Ginger et Rosa : le joli minois d’Elle Fanning dans un drame anecdotique

Révélé il y a deux ans, lors des sorties successives de Somewhere de Sofia Coppola et Super 8 de J. J. Abrams, le minois juvénile d’Elle Fanning, petite sœur d’une Dakota déjà grande, ne manqua pas de trouver rapidement ses fans. Séduction d’une préadolescence encore dansante, pas trop ténébreuse, faisant de la jeune fille l’inverse d’une Lolita : un elfe blond dont le moindre sourire, le moindre geste suffisait à ensoleiller même provisoirement les récits les plus lourds, parfois même les plus tragiques (Twixt de Coppola père, où elle incarne un fantôme).

Avec Ginger et Rosa, Sally Potter offre à l’actrice de seulement quinze ans son premier rôle d’adolescente torturée, voire de jeune adulte, en même temps que son premier premier rôle tout court. Disons-le sans détour : ce n’est pas sans une certaine tristesse que l’on confesse être pour la première fois resté de marbre devant ce qui n’est rien d’autre qu’une banale performance d’actrice, là où ce qui faisait le prix d’Elle Fanning résidait dans la conformité de son jeu à son état réel, celui d’une gamine pur jus. Dans ce dernier film, elle incarne donc Ginger, fille unique d’une famille en pleine tempête, partagée entre son admiration pour son père prof de philo et son affection embarrassée pour sa mère dépressive. S’ajoute à son malheur la liaison de sa meilleure amie, Rosa, avec Papa…

Le film est non seulement très plan plan, en termes de mise en scène, de structure, mais aussi incroyablement lourd dans sa manière de surligner par le jeu hystérique des acteurs ce qu’une trame scénaristique cousue de fil blanc nous fait pourtant très bien lire : quel avenir pour une jeunesse sans repères à l’aube de la Guerre froide ? quelle femme peut devenir une fille dont les parents ne mesurent pas l’impact de leurs choix de vie égoïstes ? etc. Cela pourrait être émouvant si la pauvre Elle Fanning, pleurant plus que de raison, ne voyait pas dans la dernière ligne droite tous les enjeux psychodramatiques de cette histoire peser sur ses épaules encore trop frêles.
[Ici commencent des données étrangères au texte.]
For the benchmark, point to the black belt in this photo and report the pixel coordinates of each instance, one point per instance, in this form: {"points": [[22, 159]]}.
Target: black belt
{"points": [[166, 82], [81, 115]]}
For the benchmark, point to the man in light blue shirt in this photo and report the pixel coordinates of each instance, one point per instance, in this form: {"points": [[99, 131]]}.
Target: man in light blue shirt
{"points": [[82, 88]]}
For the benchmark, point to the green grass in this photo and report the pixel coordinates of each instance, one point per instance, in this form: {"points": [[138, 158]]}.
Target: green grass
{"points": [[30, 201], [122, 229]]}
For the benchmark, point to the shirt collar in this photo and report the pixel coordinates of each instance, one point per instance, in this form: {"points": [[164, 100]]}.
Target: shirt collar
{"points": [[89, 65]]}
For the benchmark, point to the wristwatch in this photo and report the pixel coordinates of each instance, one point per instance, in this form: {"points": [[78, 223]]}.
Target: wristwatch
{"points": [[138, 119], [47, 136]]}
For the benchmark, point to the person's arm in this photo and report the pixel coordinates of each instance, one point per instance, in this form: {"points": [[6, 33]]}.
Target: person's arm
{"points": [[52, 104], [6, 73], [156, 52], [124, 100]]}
La dimension anecdotique du film nous interdisant toute cruauté, contentons-nous alors d’attendre la suite des aventures de notre teen préférée en croisant les doigts pour que les retours délirants sur cette performance ne sonnent pas encore le glas de ce qui, mine de rien, ressemblait peu ou prou à un âge d’or : celui d’une grâce semblant encore s’ignorer et gagnant par-là même à se consolider step by step, sans projet de maturation précoce. Tout reste possible.

Ginger et Rosa, de Sally Potter, avec Elle Fanning, Alice Englert, Christina Hendricks, Grande-Bretagne, 1h30.